The bestseller sends a graduate student to the underworld to resurrect her adviser in Katabasis.

Why combine academia and hell?

There’s a passage in Katabasis that ponders why so many ancient visions of hell just look like the world that the inhabitants knew before they died. Many hells look like bureaucratic courts, or palaces. I was thinking about possible philosophical underpinnings for this, and one seemed to be that whatever punishment befalls us in hell will only make sense within the scope of the moral universe that we know, the stakes that we’re familiar with. So my version of hell is a shifting and unpredictable topography; it’s constantly reorienting and reconstituting itself, and for these particular characters it chooses to present itself as a campus, because that is the scope of their moral universe.

You’re also explicitly building off of many different earlier mythologies. How did you decide which elements to pull in?

I kind of didn’t decide. That was the fun of working on a novel that is very syncretic, that takes inspiration from a gajillion world mythologies and theologies and religious systems. The characters are constantly sifting through theories from all sorts of ancient literatures, and they’re testing them against their empirical data to figure out, you know, who was right. World civilizations have been trying to solve the problem of what happens after we die for so long, and we all have different versions of it, and they converge in interesting points. A lot of religions converge on this idea of a river as the passage into the underworld, for instance. But yeah, I didn’t pick one, and that was the fun of writing the book: getting to present all of them like a buffet of choices that help or don’t.

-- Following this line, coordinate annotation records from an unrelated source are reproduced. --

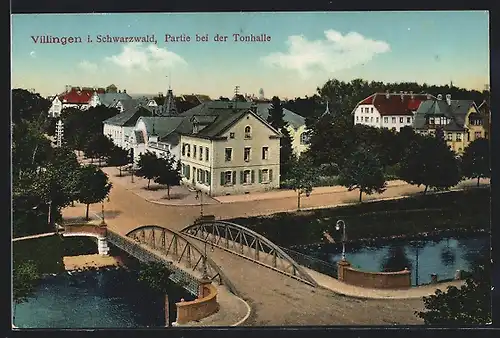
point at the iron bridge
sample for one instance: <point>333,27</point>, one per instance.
<point>154,243</point>
<point>248,244</point>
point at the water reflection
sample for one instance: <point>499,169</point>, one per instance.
<point>424,257</point>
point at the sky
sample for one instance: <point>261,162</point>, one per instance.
<point>305,50</point>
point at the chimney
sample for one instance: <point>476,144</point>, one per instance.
<point>448,99</point>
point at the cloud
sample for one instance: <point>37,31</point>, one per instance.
<point>336,52</point>
<point>136,56</point>
<point>88,66</point>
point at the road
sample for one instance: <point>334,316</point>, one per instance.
<point>269,293</point>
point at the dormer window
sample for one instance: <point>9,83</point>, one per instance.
<point>248,132</point>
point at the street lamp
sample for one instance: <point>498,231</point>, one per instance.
<point>341,224</point>
<point>199,195</point>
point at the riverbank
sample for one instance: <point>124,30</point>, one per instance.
<point>94,261</point>
<point>462,211</point>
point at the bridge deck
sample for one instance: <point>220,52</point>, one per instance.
<point>273,296</point>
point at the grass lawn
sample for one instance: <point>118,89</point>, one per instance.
<point>468,209</point>
<point>48,252</point>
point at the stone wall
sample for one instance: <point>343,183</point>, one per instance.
<point>375,280</point>
<point>199,308</point>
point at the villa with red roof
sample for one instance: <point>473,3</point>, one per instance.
<point>73,97</point>
<point>389,110</point>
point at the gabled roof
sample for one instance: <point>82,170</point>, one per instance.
<point>389,104</point>
<point>293,119</point>
<point>77,96</point>
<point>129,117</point>
<point>456,111</point>
<point>109,99</point>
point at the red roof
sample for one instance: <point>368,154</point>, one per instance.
<point>79,96</point>
<point>395,103</point>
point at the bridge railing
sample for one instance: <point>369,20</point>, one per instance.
<point>312,263</point>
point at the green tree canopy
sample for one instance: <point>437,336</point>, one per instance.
<point>430,162</point>
<point>363,170</point>
<point>168,172</point>
<point>467,305</point>
<point>93,186</point>
<point>476,160</point>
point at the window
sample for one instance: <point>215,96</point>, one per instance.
<point>247,178</point>
<point>207,177</point>
<point>229,154</point>
<point>265,175</point>
<point>228,178</point>
<point>265,153</point>
<point>246,154</point>
<point>248,132</point>
<point>304,138</point>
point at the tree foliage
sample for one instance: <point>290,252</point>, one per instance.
<point>25,276</point>
<point>476,160</point>
<point>430,162</point>
<point>303,176</point>
<point>168,172</point>
<point>276,120</point>
<point>119,157</point>
<point>467,305</point>
<point>363,170</point>
<point>147,166</point>
<point>93,186</point>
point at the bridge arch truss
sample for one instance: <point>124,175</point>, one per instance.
<point>177,249</point>
<point>248,244</point>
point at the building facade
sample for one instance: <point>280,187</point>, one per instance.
<point>460,121</point>
<point>232,152</point>
<point>388,110</point>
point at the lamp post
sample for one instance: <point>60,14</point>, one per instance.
<point>199,195</point>
<point>341,224</point>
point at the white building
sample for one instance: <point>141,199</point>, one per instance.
<point>389,110</point>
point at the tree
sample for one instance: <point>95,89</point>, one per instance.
<point>276,120</point>
<point>430,162</point>
<point>168,172</point>
<point>147,166</point>
<point>476,160</point>
<point>303,176</point>
<point>93,186</point>
<point>467,305</point>
<point>25,277</point>
<point>119,157</point>
<point>362,170</point>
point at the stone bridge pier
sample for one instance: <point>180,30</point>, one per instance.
<point>88,230</point>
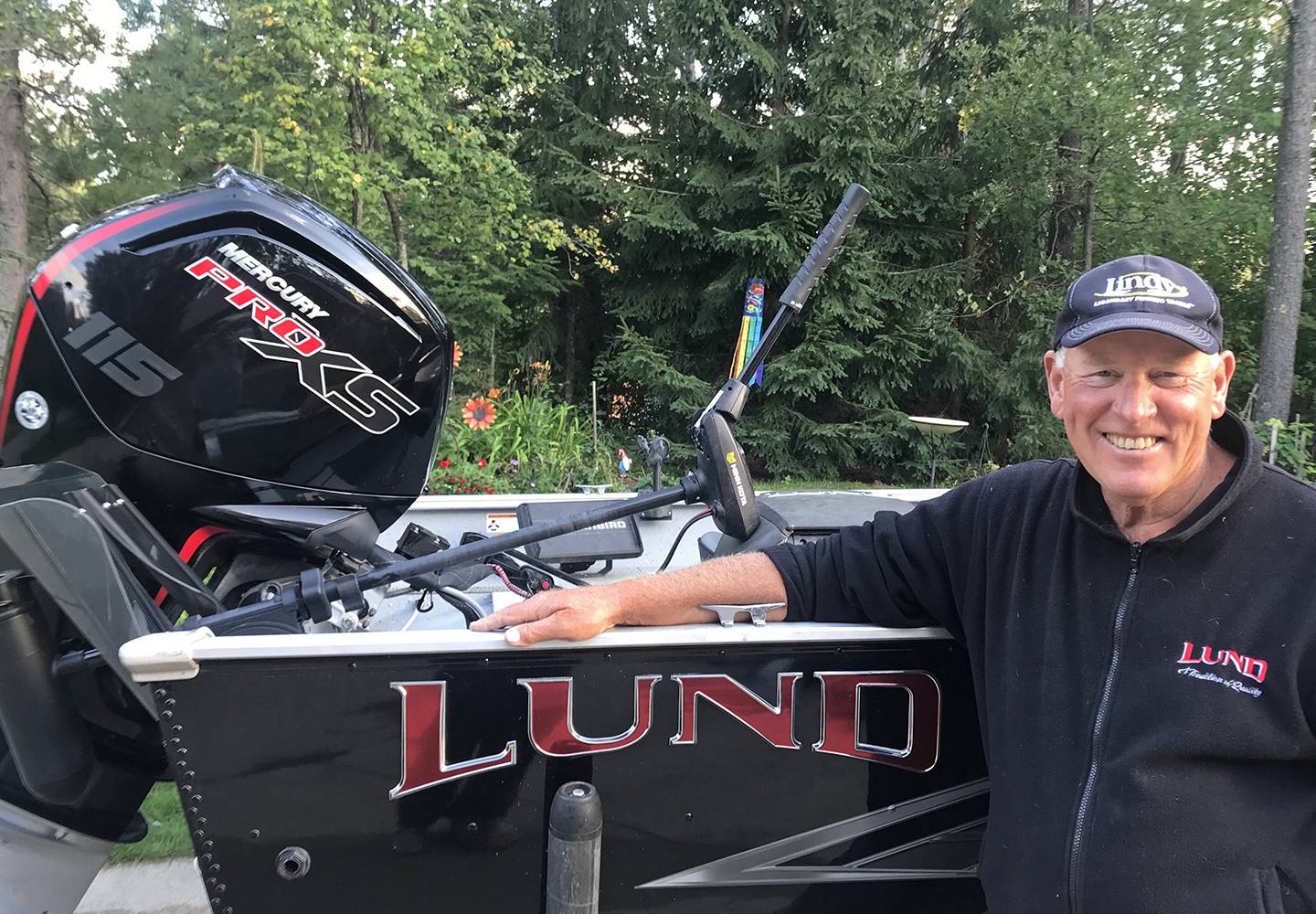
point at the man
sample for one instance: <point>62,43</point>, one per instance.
<point>1139,621</point>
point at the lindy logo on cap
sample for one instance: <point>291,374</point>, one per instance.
<point>1142,282</point>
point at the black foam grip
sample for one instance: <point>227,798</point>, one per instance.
<point>824,250</point>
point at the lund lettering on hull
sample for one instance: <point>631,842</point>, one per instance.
<point>841,718</point>
<point>552,731</point>
<point>771,723</point>
<point>553,726</point>
<point>424,744</point>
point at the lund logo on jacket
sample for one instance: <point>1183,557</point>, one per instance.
<point>1249,666</point>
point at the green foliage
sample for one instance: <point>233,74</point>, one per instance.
<point>533,445</point>
<point>591,182</point>
<point>166,836</point>
<point>1292,448</point>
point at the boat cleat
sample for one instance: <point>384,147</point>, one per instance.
<point>727,611</point>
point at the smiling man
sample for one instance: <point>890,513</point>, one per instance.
<point>1139,622</point>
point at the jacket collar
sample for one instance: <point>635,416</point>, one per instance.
<point>1229,432</point>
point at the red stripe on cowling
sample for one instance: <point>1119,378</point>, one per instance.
<point>194,543</point>
<point>66,254</point>
<point>20,343</point>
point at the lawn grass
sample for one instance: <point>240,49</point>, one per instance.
<point>167,835</point>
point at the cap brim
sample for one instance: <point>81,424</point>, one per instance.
<point>1179,329</point>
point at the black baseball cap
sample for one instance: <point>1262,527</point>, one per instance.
<point>1141,292</point>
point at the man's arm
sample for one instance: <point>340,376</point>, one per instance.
<point>672,598</point>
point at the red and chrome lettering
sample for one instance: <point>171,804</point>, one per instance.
<point>424,741</point>
<point>265,314</point>
<point>298,336</point>
<point>208,268</point>
<point>771,723</point>
<point>242,298</point>
<point>552,723</point>
<point>841,718</point>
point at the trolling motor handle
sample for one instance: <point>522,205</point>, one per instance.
<point>824,250</point>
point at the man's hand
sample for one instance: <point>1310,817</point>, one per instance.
<point>663,600</point>
<point>570,615</point>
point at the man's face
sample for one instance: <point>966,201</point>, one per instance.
<point>1137,409</point>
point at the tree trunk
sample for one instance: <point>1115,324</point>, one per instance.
<point>969,250</point>
<point>14,197</point>
<point>568,353</point>
<point>1088,215</point>
<point>1069,187</point>
<point>783,49</point>
<point>1289,238</point>
<point>399,236</point>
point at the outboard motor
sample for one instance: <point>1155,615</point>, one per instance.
<point>266,386</point>
<point>224,346</point>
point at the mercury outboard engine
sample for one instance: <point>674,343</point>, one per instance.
<point>233,358</point>
<point>266,388</point>
<point>229,345</point>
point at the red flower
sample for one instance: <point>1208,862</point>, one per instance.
<point>478,412</point>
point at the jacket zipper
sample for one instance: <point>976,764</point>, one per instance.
<point>1103,710</point>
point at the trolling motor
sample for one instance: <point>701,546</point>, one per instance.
<point>721,481</point>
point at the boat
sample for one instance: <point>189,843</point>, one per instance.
<point>215,570</point>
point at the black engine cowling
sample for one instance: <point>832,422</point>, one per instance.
<point>224,345</point>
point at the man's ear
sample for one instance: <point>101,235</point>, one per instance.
<point>1053,384</point>
<point>1220,384</point>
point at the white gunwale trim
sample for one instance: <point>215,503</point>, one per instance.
<point>178,654</point>
<point>511,501</point>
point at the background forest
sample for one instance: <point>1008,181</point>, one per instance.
<point>586,185</point>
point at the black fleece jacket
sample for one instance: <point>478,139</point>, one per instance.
<point>1148,711</point>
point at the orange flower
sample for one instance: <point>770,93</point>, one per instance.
<point>478,412</point>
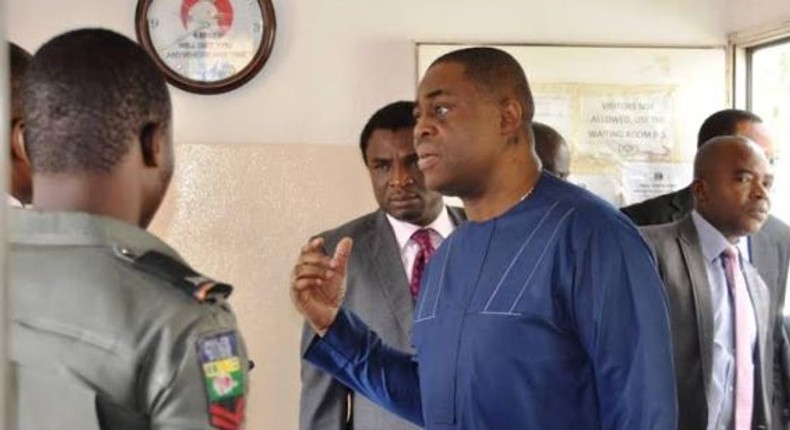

Heroine Alice Law is getting her degree in analytical magick, which draws heavily from philosophy and logic. What inspired the magic system?

I’m not a philosopher, but I’m married to a philosopher and we host a lot of department parties. Having just done a magic system that was based on linguistics and history [in 2022’s Babel], which are much closer to my comfort areas, I wanted to do something that I had no expertise in. I had to learn about classical logic. My husband and I actually threw a paradox party where we invited all the logicians in his department and everybody had to present a logic paradox that could feasibly be a magic spell that the characters use. We had a whiteboard in the living room and they would write out their paradox and explain it, and then we would argue over whether it was a paradox or not—so, my ideal kind of party. That’s how I came up with most of the spells.